Libraries were sequenced on the PacBio Sequel II and IIe Systems for 30 h movies with Sequel II Binding Kit 2.2 (PacBio 102-089-000) and Sequel II Sequencing Kit 2.0 (PacBio 101-826-100). HiFi reads were generated with CCS v6.0.0 with “-hifi-kinetics” (https://github.com/PacificBiosciences/ccs). The probability of methylation at CpG sites in reads was calculated with primrose v1.1.0 (https://github.com/PacificBiosciences/primrose) with default parameters.

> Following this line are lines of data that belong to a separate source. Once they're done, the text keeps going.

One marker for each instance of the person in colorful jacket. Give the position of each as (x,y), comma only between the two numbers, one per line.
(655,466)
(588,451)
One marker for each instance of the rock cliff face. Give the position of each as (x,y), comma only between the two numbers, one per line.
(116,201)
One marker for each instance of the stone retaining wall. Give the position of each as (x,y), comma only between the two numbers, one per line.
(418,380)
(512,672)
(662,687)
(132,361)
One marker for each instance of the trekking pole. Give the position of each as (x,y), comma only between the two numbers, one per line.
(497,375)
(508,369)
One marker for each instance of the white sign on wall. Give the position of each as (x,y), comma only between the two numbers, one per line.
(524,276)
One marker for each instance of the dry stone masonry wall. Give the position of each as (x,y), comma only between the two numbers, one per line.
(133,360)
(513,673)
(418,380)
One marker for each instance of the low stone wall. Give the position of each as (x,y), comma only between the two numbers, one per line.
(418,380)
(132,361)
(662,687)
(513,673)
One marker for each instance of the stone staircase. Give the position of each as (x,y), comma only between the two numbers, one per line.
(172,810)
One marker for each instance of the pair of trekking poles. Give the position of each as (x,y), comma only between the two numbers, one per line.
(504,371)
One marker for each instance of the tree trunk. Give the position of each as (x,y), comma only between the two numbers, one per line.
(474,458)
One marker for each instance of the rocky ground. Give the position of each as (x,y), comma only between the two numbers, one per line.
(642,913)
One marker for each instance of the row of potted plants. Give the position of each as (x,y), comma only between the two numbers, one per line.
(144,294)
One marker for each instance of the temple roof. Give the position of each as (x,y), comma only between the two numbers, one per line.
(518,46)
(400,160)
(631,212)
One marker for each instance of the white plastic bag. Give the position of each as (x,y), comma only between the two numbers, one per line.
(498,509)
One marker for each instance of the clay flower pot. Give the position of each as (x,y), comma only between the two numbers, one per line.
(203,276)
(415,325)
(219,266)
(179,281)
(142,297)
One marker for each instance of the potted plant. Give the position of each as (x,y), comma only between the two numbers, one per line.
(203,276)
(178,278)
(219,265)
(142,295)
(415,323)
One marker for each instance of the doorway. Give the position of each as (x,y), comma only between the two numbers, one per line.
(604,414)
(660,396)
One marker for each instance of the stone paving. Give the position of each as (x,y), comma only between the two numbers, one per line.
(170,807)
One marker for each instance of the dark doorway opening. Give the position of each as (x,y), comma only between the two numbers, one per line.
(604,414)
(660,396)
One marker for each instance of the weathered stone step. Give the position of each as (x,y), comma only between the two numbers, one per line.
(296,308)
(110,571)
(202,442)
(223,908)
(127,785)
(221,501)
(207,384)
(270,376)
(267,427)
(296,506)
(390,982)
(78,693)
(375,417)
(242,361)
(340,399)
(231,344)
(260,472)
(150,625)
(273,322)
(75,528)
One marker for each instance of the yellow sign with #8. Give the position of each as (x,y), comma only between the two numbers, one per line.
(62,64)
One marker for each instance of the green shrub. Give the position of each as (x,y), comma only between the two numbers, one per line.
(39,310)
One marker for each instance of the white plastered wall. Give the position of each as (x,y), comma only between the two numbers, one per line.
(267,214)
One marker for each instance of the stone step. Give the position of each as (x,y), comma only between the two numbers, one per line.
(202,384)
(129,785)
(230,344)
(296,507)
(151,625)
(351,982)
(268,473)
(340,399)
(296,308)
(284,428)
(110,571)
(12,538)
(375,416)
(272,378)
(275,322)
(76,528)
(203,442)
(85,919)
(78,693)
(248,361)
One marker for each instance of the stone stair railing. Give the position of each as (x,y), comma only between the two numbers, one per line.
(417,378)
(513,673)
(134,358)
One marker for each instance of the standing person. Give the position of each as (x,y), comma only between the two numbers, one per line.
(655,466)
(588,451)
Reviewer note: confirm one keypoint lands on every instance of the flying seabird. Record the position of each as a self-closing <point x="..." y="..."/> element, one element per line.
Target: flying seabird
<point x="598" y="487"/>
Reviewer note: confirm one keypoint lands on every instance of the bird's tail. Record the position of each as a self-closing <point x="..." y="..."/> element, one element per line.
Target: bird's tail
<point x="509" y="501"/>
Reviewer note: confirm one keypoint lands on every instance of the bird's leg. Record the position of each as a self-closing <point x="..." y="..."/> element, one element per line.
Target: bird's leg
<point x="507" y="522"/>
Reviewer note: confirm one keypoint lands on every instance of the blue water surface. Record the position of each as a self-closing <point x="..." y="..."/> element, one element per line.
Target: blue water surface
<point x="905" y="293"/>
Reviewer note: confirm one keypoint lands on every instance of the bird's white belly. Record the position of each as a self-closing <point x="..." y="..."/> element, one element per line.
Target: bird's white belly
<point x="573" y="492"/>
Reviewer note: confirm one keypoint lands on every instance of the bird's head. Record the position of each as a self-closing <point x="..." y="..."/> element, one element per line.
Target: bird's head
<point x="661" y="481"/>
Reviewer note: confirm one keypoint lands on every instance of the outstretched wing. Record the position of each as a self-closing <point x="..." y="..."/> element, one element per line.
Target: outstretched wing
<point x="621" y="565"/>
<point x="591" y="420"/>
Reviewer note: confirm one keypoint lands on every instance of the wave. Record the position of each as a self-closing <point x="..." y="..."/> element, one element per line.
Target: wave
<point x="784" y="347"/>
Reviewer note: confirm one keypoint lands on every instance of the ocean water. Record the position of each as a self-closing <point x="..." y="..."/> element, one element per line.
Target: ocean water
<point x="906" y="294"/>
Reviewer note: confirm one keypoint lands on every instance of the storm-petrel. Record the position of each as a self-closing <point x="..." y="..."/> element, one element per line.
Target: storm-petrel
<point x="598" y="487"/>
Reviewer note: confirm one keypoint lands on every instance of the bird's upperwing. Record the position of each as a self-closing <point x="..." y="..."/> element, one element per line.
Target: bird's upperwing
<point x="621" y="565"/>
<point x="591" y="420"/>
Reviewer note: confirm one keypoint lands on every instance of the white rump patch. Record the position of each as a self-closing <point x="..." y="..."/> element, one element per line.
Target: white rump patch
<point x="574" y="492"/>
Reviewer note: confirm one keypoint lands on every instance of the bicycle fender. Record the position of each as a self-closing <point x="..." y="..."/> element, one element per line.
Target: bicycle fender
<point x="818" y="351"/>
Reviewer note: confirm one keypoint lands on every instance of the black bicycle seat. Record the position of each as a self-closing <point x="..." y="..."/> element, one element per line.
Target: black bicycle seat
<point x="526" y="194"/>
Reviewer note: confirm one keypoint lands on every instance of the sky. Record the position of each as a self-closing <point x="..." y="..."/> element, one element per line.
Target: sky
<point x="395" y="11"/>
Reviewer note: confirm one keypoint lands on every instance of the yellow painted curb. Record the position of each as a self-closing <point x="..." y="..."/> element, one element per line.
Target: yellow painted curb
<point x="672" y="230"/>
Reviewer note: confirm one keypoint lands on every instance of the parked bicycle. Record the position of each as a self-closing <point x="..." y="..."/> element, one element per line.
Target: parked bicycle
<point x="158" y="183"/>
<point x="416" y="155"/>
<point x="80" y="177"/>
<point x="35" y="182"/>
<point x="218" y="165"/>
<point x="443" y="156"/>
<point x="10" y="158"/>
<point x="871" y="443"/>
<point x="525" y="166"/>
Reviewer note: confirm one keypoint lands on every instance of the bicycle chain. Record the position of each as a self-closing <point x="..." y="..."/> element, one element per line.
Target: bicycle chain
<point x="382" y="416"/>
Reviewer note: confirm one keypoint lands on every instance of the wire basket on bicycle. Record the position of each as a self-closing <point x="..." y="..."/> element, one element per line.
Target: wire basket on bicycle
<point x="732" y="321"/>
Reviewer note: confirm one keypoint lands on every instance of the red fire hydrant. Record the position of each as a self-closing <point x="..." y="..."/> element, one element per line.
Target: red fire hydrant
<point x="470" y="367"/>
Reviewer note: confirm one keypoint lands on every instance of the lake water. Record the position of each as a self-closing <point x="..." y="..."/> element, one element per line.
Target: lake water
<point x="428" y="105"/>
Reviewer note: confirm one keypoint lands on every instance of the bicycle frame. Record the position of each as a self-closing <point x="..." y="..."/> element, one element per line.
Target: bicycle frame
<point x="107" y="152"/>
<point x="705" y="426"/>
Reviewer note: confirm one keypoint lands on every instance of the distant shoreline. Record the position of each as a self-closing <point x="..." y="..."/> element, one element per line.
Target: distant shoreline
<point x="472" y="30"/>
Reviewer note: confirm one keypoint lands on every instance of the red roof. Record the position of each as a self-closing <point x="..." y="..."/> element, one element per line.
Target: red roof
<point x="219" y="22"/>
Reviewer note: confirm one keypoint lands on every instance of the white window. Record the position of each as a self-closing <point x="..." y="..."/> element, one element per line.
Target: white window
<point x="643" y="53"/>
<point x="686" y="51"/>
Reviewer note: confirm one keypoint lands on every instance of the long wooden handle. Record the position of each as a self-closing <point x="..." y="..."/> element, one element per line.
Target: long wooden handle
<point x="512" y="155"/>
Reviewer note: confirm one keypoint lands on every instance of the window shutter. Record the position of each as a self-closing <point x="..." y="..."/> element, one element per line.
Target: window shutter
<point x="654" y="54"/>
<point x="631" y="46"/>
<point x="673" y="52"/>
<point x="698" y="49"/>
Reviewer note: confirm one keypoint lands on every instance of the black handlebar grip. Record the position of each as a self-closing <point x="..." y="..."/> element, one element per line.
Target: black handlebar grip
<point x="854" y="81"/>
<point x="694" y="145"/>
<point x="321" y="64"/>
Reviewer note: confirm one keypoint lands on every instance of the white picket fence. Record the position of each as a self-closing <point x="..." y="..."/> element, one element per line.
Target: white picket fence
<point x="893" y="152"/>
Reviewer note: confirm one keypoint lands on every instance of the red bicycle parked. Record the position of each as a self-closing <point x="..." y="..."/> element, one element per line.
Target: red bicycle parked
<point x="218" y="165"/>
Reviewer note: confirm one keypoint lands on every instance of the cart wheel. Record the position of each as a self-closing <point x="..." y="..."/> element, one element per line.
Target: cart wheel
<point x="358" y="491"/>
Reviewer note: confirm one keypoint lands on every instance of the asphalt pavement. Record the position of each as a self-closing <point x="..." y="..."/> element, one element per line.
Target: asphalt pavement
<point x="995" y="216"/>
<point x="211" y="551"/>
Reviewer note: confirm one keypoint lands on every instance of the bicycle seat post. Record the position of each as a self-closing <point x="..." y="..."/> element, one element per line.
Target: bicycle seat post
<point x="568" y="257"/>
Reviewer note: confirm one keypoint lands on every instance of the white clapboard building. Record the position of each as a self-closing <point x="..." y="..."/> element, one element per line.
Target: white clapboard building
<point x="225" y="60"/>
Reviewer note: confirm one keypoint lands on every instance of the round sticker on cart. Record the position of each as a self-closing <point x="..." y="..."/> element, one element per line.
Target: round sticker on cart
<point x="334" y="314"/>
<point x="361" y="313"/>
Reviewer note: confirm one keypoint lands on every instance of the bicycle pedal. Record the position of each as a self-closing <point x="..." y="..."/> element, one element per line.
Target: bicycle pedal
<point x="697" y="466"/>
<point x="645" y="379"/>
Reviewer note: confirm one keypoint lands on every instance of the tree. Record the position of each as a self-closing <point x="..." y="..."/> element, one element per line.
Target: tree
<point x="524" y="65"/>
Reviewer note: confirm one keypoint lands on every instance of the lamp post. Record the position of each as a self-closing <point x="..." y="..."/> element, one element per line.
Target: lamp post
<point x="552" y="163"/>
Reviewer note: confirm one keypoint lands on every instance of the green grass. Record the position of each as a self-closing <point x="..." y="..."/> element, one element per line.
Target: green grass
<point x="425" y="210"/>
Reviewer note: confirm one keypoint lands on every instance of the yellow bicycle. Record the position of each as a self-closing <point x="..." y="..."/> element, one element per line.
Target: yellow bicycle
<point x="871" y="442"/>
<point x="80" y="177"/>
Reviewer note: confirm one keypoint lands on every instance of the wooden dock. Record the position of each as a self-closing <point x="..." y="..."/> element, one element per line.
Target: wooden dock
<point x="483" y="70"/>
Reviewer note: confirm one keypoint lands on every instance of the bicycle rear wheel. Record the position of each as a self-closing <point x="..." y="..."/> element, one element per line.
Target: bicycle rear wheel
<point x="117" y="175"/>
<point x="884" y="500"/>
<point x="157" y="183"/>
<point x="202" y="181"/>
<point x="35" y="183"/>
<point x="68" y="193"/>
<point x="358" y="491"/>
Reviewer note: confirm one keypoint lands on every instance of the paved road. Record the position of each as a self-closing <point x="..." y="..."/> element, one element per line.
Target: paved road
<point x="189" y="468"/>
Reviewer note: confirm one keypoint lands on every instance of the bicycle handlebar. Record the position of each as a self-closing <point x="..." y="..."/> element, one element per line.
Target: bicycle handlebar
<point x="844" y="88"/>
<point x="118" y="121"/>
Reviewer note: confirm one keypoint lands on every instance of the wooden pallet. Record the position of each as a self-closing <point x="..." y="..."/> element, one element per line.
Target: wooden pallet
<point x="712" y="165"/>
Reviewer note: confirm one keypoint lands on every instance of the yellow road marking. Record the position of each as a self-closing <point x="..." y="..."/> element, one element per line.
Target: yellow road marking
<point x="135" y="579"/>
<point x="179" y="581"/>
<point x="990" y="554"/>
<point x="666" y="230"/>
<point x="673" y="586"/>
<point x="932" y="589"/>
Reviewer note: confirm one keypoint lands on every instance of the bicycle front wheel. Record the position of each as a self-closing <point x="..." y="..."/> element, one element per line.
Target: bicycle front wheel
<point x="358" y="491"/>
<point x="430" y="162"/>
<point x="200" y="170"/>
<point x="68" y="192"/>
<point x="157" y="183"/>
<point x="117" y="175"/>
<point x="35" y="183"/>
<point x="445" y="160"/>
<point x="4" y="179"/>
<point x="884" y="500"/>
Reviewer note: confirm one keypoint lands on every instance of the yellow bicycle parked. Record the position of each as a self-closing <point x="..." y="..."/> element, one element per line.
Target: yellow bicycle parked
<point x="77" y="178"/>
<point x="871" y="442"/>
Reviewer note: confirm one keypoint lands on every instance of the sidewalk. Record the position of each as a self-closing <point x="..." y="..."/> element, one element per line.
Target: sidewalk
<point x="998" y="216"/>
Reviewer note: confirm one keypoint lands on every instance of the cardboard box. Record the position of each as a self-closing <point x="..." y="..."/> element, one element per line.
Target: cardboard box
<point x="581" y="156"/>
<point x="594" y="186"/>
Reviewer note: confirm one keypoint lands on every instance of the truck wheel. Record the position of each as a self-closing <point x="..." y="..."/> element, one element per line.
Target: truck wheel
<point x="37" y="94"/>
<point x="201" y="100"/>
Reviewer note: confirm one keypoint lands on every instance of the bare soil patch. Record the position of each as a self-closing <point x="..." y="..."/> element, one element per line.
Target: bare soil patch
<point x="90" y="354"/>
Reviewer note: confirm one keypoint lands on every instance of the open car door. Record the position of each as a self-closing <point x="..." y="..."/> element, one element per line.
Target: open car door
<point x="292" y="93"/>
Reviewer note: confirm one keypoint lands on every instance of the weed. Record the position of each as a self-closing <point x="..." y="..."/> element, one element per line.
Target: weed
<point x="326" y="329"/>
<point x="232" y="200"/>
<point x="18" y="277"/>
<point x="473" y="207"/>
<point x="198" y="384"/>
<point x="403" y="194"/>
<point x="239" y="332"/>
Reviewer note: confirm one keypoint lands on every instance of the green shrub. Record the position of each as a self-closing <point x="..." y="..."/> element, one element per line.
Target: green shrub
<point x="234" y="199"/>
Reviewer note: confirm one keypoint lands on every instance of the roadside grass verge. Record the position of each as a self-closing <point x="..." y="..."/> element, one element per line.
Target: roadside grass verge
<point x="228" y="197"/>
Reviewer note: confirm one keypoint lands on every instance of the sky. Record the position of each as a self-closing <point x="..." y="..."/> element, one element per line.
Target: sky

HiFi reads were aligned to GRCh38 (GCA_000001405.15) using pbmm2 v1.4.0 (https://github.com/PacificBiosciences/pbmm2). Small variants were called with DeepVariant v1.1.0 using a two-pass workflow: preliminary variant calling, read phasing using WhatsHap 1.0, and final variant calling with phased reads. Structural variants were called with pbsv v2.6.0 (https://github.com/PacificBiosciences/pbsv) with default parameters for the discover step and “-A3 -O3” for the call step. De novo assemblies were generated with hifiasm v0.9 with default parameters27,28,29.

Short-read sequencing

0.5–1 mL of blood was collected in an EDTA tube. Genomic DNA was isolated with an EZ1 Advanced XL robot and the EZ1 DSP DNA Blood Kit (Qiagen). DNA quality was assessed with the Quant-iT Picogreen dsDNA Assay Kit (Thermo Fisher Scientific) with the Gemini EM Microplate Reader (Molecular Devices). Genomic DNA was fragmented by sonication (Covaris), and bar-coded, paired-end, polymerase chain reaction (PCR)-free libraries were prepared for rWGS with TruSeq DNA LT kits (Illumina). Short-read clinical WGS was performed as previously described17,30 and in accordance with the best practices for the interpretation and reporting of clinical whole genome sequencing31: genomic DNA was fragmented by sonication and bar-coded, paired-end, PCR-free libraries were prepared for rWGS with TruSeq DNA LT kits (Illumina) or Hyper kits (KAPA Biosystems). Short-read sequences were aligned to human genome assemblies GRCh37.p13 (GCA_000001405.14) and GRCh38 (GCA_000001405.15) and variants were identified with the Illumina DRAGEN Bio-IT Platform (v.2.1.5 and v.3.4.5, Illumina. Structural variants were identified with Manta and CNVnator and/or DRAGEN-CNV, a combination that provided the highest sensitivity and precision. Structural variants were filtered to retain those affecting coding regions of known disease-associated genes and with allele frequencies < 2% in the RCIGM database. Nucleotide and structural variants were annotated, analyzed, and interpreted by clinical molecular geneticists17. Variant analysis was focused on variants in genes with a known relationship to human disease as previously described17. The differences with LRS results are not arising from the pipeline, but are intrinsic for the technology due to addressability of short reads to nearly identical reference genome segments9. Hard-to-call variants in such regions were force called using Platypus32.